The investigation was sparked by concerns about goings-on within the Victorian branch of the ALP, with public hearings opening last October.

The hearings investigated allegations of misuse of electorate office and ministerial office staff for branch stacking and other party-related activities by leaders of the Moderate Labor faction, including then local government minister Adem Somyurek, between 2017 -2020.

During that period, Mr Somyurek was the dominant leader of the faction, along with fellow former ministers Marlene Kairouz and Robin Scott.

In some cases, the employment was provided with little regard to the person’s ability to perform the public duties for which they were officially employed, and with little or no regard to whether they actually performed those official duties.

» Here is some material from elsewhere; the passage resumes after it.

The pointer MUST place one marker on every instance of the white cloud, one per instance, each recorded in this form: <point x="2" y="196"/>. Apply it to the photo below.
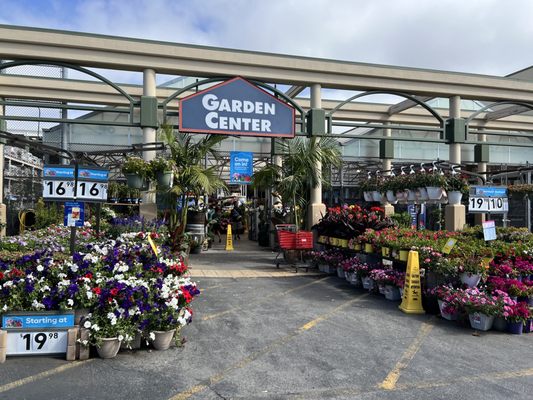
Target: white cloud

The investigation found that factional leaders, in particular, Mr Somyurek and Ms Kairouz, had sway over electorate officers and ministerial staff, and staff were pressured to do factional work during office hours.

It also found that members of the faction or their relatives were given jobs on the public purse as a ‘reward’ for branch stacking.

More than 15 relatives of faction MPs or operatives were employed in ministerial and electorate offices.

“In some cases, the employment was provided with little regard to the person’s ability to perform the public duties for which they were officially employed, and with little or no regard to whether they actually performed those official duties,” the report said.


The investigation also found a close relationship between factional operatives and community organisations that received grants from departments or agencies overseen by ML-aligned ministers Robin Scott and Marlene Kairouz.

The report says the evidence shows that people in the faction, including Mr Somyurek, tried to improperly influence the grant process, although there was no evidence they were successful.

“The lobbying of ministers and their staff by factional operatives …inevitably gives rise to perceptions of a conflict of interest and favoured treatment in relation to grants,” the report says.

Out of alignment with community expectations

IBAC Commissioner Robert Redlich said the probe shed light on behaviour that was clearly out of line with what the community expected of decision makers.

Deborah Glass

“The unethical culture that was such a feature of this investigation … lies at its heart,” he said.

Ombudsman Deborah Glass said there are currently few, if any, consequences for abusing public resources and this had allowed the behaviour uncovered in the investigation to go on.

“Trust in our politicians is declining and will decline further if real action is not taken,” she said.

It was the first time the two integrity agencies have combined both resources for an investigation.

Integrity commissioner

The report calls for a Parliamentary Integrity Commissioner who would receive and investigate complaints about non-criminal breaches of the Members of Parliament Code of Conduct and other parliamentary ethical obligations.

The commissioner would also be tasked with resolving minor complaints, and make recommendations on more serious complaints to the relevant privileges committee of the relevant House.

The Commissioner would also work with a Parliamentary Ethics Committee to review integrity frameworks, make recommendations for reform, and provide training and information.